I am about to start Rebel Fitness at the Level 1 Rookie as a 40 year old IT professional. I have two children and want to lose a few pounds and get in general shape to be able to actively coach my son's baseball teams for the next couple of years.

I am using My Fitness Pal for all of my tracking and I am a little baffled by some of the goals that it has set out for me. I am 6' 5" 40 year old that weighs 240 pounds. The BMR calculation that it gives me is 2,116 cal/day. My BMI is 28.5, which is telling me my ideal weight is between 156 and 211 lbs.

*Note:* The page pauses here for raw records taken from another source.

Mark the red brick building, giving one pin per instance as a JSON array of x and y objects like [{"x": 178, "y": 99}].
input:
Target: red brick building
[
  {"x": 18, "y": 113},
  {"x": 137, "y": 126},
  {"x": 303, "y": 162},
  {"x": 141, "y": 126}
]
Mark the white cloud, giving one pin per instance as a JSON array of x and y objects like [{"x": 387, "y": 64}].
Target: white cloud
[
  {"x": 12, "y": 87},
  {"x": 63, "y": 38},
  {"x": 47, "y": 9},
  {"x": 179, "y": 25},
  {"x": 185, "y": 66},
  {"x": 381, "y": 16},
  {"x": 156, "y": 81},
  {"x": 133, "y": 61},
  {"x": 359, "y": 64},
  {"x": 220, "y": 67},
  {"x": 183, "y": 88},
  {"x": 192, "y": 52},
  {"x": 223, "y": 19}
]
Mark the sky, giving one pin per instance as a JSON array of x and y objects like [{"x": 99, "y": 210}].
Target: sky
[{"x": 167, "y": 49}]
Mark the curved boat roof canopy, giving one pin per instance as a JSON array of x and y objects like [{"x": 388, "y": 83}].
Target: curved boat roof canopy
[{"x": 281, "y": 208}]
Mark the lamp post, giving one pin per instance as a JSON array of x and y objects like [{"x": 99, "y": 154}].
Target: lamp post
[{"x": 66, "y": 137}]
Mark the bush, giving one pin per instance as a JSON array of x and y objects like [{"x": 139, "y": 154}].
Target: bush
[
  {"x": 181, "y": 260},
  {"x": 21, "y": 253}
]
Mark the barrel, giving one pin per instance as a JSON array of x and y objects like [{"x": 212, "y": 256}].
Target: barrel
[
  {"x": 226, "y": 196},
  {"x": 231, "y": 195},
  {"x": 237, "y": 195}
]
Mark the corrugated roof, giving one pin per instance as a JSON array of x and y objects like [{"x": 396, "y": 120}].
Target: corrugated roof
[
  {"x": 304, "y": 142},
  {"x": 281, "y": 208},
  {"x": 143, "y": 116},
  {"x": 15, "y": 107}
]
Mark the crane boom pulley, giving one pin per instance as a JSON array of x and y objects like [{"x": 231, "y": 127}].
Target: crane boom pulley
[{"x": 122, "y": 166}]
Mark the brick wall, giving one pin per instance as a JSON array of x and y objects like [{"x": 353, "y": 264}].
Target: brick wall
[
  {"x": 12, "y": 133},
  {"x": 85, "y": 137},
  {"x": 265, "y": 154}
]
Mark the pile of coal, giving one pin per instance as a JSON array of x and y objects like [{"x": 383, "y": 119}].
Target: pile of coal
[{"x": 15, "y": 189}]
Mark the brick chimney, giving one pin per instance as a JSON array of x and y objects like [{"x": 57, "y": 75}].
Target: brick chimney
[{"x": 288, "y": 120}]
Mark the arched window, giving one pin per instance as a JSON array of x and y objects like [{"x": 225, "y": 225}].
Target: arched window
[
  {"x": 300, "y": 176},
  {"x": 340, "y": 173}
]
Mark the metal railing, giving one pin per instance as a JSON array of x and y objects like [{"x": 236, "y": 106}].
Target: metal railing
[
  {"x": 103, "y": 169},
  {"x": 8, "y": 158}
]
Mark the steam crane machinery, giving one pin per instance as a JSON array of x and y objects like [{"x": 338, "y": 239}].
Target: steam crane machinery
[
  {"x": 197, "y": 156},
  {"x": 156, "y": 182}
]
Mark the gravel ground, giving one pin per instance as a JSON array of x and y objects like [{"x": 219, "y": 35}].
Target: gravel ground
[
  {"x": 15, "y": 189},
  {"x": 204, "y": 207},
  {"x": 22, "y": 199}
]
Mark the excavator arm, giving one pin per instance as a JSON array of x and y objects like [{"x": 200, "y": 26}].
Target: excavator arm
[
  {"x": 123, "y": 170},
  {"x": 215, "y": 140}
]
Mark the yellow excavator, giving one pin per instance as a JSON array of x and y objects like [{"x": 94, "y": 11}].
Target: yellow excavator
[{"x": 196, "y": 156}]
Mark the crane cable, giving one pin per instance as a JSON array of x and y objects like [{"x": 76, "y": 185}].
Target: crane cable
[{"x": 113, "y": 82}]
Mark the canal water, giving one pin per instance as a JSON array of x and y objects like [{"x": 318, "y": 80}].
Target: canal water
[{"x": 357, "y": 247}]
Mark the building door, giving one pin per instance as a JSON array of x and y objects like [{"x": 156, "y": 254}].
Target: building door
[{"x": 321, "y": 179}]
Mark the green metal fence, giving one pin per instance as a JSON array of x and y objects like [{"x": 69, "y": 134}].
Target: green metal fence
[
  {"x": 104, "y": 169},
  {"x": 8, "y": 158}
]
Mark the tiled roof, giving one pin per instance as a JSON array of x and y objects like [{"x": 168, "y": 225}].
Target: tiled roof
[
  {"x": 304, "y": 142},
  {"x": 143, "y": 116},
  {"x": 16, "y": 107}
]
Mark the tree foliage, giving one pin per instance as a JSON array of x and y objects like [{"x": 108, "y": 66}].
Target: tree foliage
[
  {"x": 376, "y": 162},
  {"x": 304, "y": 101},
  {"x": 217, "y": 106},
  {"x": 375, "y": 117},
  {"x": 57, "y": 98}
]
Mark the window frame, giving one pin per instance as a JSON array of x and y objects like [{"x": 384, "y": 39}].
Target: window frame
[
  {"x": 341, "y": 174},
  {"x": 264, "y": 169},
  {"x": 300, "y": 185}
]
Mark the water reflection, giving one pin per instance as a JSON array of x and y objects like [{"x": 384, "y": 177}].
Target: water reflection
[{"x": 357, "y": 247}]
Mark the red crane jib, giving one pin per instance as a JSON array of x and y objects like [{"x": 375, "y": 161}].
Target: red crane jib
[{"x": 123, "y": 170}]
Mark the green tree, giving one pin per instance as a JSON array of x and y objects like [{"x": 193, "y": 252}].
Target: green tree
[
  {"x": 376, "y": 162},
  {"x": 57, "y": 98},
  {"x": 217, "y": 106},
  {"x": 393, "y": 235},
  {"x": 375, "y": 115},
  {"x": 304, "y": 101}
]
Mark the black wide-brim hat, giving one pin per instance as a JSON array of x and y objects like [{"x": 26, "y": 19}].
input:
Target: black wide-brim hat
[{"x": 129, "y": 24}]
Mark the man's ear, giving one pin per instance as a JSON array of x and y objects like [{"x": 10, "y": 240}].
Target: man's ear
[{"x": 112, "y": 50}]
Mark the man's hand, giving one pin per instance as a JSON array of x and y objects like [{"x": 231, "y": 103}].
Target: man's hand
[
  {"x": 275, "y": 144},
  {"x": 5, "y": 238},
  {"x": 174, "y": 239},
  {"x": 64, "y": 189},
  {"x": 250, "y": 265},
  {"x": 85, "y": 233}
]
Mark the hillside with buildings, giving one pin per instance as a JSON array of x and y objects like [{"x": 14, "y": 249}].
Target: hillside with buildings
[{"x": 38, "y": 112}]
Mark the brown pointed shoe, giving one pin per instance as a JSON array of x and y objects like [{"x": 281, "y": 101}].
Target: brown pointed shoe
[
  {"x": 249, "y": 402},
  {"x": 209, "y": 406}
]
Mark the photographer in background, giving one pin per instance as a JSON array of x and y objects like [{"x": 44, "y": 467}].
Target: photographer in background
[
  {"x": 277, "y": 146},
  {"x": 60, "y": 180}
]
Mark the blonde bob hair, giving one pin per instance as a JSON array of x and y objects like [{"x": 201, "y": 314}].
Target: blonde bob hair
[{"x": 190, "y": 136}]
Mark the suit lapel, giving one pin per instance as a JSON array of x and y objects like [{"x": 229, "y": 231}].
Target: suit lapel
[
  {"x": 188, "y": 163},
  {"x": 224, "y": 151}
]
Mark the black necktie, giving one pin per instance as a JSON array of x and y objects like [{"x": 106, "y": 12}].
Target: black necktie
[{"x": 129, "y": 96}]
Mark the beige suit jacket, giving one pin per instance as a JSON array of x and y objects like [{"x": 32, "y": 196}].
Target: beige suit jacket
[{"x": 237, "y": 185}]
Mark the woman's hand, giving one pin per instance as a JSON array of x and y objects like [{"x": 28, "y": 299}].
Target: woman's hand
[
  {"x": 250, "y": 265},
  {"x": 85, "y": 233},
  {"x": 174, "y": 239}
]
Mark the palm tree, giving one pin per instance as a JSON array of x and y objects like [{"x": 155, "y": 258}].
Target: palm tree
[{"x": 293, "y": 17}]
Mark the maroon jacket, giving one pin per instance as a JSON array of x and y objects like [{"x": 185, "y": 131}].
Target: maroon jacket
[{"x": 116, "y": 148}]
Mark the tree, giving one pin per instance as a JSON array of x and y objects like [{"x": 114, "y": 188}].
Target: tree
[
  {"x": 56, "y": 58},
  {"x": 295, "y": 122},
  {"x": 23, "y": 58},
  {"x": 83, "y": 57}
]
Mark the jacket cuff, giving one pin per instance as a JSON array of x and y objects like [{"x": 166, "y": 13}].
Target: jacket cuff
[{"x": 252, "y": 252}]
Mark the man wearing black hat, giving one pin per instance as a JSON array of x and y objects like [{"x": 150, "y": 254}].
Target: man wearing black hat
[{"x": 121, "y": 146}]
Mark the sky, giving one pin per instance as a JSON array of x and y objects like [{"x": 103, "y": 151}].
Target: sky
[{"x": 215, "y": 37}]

When I went through the setup, it asks a couple of questions about lifestyle (sedentary, because I do sit behind a desk most of the day), and workout (i put 6 days at 30 mins per day (just a guess of what the Rookie level will be)) with a goal of losing 1lb/week.

The dietary goals it gave me was 2,140 cal with 294g carbs, 74g fat, 80g protein per day, along with burning 1,580 cal/week through exercise.

Do these seem right to you? The Rebel Fitness Guide talks about capping cals at 2,200/day for men and the protein calculation based on my weight would be about 192g/day, which is way off of the site.

I am totally new to the whole reading labels and figuring out how to eat well. I have always eat what I wanted and when I needed to lose a little weight, I could cut out fried food and I would drop pounds.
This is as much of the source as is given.